# Maplestory can not connect to server.



## re9garc (Aug 5, 2009)

Ok i am asking for my son to try and help him play maplestory on his computer. He downloaded it and installed it but when he goes in to play he gets it to pop up nad when he goes to start game it shows that it is loading then he gets a error that says hack shield network time out cannot connect to server. check internet connection or try refreshing page. he gets this everytime he trys. he lives in texas and im in florida. he uses firefox. any help will be greatful.


----------



## lilyunsta (Aug 6, 2009)

I'm pretty experienced with maplestory problems and he might be running various "hack" programs in his computer that GameGuard is not aware of. By the way, there are about 3-4 processes running for maplestory and if his firewall blocked any of the services, its not going to work.
I recommend check your firewall settings and search for harmful exploits that might hinder gameguard's performance. Your son plays global, am I correct?


----------



## re9garc (Aug 5, 2009)

I believe he is playing global. We have turned his firewall off and even redownloaded it. But still the same problem. I heard maybe u can tell me that I have to delete the hshield and download a different one and then it would work. I'm not sure if it would or not any help would be greatful.


lilyunsta said:


> I'm pretty experienced with maplestory problems and he might be running various "hack" programs in his computer that GameGuard is not aware of. By the way, there are about 3-4 processes running for maplestory and if his firewall blocked any of the services, its not going to work.
> I recommend check your firewall settings and search for harmful exploits that might hinder gameguard's performance. Your son plays global, am I correct?

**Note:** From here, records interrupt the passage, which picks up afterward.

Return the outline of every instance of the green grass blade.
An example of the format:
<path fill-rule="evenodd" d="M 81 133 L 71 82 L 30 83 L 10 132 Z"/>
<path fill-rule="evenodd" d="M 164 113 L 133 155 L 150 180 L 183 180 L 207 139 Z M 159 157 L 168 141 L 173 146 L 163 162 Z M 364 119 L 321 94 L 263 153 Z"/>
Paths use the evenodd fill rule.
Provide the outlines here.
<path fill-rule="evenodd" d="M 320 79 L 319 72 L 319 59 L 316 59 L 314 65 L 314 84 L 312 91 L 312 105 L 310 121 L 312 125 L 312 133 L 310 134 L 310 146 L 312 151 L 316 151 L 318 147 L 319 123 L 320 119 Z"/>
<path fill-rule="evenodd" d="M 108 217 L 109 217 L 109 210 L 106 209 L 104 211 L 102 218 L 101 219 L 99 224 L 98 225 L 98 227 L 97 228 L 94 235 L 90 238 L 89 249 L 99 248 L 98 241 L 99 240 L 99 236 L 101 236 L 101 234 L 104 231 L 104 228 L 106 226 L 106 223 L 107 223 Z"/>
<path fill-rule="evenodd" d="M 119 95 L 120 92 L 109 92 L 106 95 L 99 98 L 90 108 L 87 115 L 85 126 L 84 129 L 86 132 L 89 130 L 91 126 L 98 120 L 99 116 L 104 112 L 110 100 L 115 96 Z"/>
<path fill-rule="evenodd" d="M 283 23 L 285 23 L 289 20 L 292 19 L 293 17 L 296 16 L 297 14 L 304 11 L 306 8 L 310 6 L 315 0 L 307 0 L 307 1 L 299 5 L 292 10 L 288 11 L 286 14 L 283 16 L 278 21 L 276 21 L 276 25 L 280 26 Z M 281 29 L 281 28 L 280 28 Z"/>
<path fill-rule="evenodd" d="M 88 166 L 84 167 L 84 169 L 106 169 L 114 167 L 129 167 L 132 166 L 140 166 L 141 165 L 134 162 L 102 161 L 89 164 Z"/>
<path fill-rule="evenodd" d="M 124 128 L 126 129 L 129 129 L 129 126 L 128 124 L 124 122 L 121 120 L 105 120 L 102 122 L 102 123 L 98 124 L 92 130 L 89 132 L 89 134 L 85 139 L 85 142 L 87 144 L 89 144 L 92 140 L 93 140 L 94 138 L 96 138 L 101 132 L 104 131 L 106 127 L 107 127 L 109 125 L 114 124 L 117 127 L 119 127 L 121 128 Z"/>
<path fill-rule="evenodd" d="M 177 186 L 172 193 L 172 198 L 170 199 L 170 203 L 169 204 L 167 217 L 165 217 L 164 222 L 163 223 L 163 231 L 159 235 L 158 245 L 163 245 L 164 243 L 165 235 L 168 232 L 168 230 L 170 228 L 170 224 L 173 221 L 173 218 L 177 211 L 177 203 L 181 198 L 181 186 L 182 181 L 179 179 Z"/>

_Posted via Mobile Device_


----------



## lilyunsta (Aug 6, 2009)

Well you need to understand the basis of Maplestory's security. Your problem seems like its coming from simply connection and this can be hindered by many ways. Maplestory uses an anti-hack guard known as "GameGuard" and it does not allow the user to play maplestory unless it is activated and running. Of course, gameguard is always automatically turned on when you actually try to play maplestory. Either its gameguard being blocked by firewall, or...is your son trying to recieve and update or get a new patch? If his update patch doesn't work and you get the message you can try manually installing it from mapleglobal.

By the way is the message you get "hack shield network time out cannot connect to server"? I've never heard of such an error from mapleglobal. Please post the exact error message character by character.


----------



## lilyunsta (Aug 6, 2009)

Is the message you are getting look like this? "Cannot Connect to server update error" or "HackShield Initialization Error 66817". If it is, then you can fix this by freeing the port in your firewall known as "guard.nexon.net 80".

For more information on this solution here is this link:
http://maplestory.nexon.net/WZ.ASPX?PART=/News/View&boardNo=100&contentNo=005EF&pageIndex=1

hope that helps.


----------